WhizzML Reference Manual
4.13 SMACdown
SMAC is a meta-algorithm for the optimization of any candidate function against a set of possible parameter values. For example, the function may be a random forest learning algorithm. In that case, the parameters would be the number of trees, number of random candidates, pruning or no pruning, etc. The criterion could be the error of the generated model on a holdout set.
WhizzML provides an implementation of the SMAC algorithm, dumbed down so that one can insert it somewhere in an existing optimization pipeline regardless of the context.
To use the provided function, smacdown-optimize one need only provide two functions as arguments, a generator and an evaluator. The generator takes no arguments and returns a random set of parameters to be evaluated as a map. For example:
{"number_of_trees" 57
"random_candidates" 20
"pruning" true}
The values of the parameters can be numbers, strings, or boolean values. There are no further restrictions on the form of the map, except that every generated map must have the same set of keys.
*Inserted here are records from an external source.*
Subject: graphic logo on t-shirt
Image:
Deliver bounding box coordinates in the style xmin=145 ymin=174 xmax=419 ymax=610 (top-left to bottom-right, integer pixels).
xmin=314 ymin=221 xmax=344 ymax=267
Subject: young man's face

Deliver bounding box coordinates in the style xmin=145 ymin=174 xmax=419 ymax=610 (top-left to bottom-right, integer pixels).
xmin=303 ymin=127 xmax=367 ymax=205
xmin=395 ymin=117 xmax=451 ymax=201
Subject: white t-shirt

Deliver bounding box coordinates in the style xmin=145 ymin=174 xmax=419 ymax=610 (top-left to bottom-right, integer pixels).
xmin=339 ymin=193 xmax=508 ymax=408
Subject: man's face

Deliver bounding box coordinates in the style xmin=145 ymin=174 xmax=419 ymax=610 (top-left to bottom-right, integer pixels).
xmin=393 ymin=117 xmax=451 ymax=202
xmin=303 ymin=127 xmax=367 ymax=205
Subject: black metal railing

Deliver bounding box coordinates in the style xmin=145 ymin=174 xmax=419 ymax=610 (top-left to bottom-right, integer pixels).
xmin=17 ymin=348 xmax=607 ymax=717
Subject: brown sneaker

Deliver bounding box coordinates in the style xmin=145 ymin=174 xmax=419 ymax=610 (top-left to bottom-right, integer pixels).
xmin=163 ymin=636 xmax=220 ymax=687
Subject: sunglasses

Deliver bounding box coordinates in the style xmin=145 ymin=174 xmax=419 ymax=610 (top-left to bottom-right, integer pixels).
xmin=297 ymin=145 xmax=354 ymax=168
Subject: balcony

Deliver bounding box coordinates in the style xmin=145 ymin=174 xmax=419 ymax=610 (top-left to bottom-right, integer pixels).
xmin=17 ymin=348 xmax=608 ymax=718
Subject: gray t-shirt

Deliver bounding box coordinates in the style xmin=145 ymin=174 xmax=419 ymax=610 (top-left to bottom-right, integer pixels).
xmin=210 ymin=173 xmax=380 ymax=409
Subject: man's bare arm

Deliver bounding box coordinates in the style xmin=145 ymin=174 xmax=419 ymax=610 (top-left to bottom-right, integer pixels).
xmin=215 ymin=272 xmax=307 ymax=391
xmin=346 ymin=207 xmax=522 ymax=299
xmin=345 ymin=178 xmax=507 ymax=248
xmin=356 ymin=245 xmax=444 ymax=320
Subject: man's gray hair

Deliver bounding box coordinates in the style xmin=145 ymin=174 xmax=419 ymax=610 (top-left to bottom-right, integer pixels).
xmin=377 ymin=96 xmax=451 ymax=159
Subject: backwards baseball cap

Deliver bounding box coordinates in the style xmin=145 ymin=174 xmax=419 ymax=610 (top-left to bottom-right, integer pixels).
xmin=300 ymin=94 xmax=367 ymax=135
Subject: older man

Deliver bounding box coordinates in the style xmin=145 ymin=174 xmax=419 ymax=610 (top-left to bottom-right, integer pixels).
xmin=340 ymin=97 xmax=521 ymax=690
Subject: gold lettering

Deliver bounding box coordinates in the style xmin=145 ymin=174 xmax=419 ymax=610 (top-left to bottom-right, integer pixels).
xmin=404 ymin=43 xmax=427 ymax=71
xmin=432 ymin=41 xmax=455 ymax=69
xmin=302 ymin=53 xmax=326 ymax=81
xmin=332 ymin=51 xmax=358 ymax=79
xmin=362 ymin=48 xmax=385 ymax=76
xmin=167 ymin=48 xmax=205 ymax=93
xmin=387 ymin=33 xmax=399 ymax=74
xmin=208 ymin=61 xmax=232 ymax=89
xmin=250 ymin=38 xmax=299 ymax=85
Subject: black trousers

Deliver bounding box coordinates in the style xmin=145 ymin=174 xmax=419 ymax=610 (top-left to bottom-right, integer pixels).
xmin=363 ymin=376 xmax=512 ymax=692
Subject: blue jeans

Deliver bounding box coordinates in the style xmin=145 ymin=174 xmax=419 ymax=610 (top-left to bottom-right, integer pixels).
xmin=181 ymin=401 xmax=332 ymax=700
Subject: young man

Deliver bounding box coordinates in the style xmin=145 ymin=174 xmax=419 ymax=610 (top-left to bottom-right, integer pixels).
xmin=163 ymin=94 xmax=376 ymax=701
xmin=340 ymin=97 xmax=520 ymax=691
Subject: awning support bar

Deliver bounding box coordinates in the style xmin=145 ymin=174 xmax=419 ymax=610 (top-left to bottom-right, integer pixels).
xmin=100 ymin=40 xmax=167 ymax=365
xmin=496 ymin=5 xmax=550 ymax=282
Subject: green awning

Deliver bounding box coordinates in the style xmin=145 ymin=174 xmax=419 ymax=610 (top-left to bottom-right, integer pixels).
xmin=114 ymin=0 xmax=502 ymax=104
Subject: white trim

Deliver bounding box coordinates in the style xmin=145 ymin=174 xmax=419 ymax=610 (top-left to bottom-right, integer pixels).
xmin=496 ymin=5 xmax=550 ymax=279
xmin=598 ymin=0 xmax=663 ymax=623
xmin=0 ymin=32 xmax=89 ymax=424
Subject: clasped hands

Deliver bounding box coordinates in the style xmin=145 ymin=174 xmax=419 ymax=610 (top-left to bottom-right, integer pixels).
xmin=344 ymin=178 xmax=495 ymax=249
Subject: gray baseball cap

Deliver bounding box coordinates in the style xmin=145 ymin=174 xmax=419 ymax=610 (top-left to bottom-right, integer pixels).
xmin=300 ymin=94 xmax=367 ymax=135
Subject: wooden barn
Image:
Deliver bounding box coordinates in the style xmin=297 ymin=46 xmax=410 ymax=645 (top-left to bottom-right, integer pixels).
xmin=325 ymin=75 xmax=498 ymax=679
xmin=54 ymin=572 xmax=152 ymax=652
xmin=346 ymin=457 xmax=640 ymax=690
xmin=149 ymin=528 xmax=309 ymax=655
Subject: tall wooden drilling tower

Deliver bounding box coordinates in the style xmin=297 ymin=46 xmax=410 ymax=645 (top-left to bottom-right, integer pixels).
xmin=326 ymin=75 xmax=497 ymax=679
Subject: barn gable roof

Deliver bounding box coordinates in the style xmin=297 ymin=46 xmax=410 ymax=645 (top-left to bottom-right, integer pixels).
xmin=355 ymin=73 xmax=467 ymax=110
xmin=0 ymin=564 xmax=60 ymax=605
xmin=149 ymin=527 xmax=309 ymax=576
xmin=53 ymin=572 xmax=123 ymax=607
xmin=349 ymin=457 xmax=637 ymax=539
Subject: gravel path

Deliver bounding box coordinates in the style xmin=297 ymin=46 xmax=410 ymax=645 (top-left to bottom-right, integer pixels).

The evaluator takes a list of parameter maps, of the sort generated by generator, evaluates these candidates using the chosen criterion, and returns the resulting list of evaluations. For example, the evaluator may train a model using each set of candidate parameters provided, then evaluate those models on a holdout set of data, returning the error of each one. Note that the criterion must be constructed so that lower values indicate higher quality parameters. Said another way, SMACdown will search for the set of parameters that minimizes the objective criterion.
Given these two functions, smacdown-optimize learns a clever search strategy for the best set of parameters. It returns a list of all of the maps of parameters it has evaluated, sorted high to low by quality, so the lowest score for the objective criterion is first. The objective criterion for each of the output maps is stored under the key actual_value and the parameters evaluated are stored under the key parameters.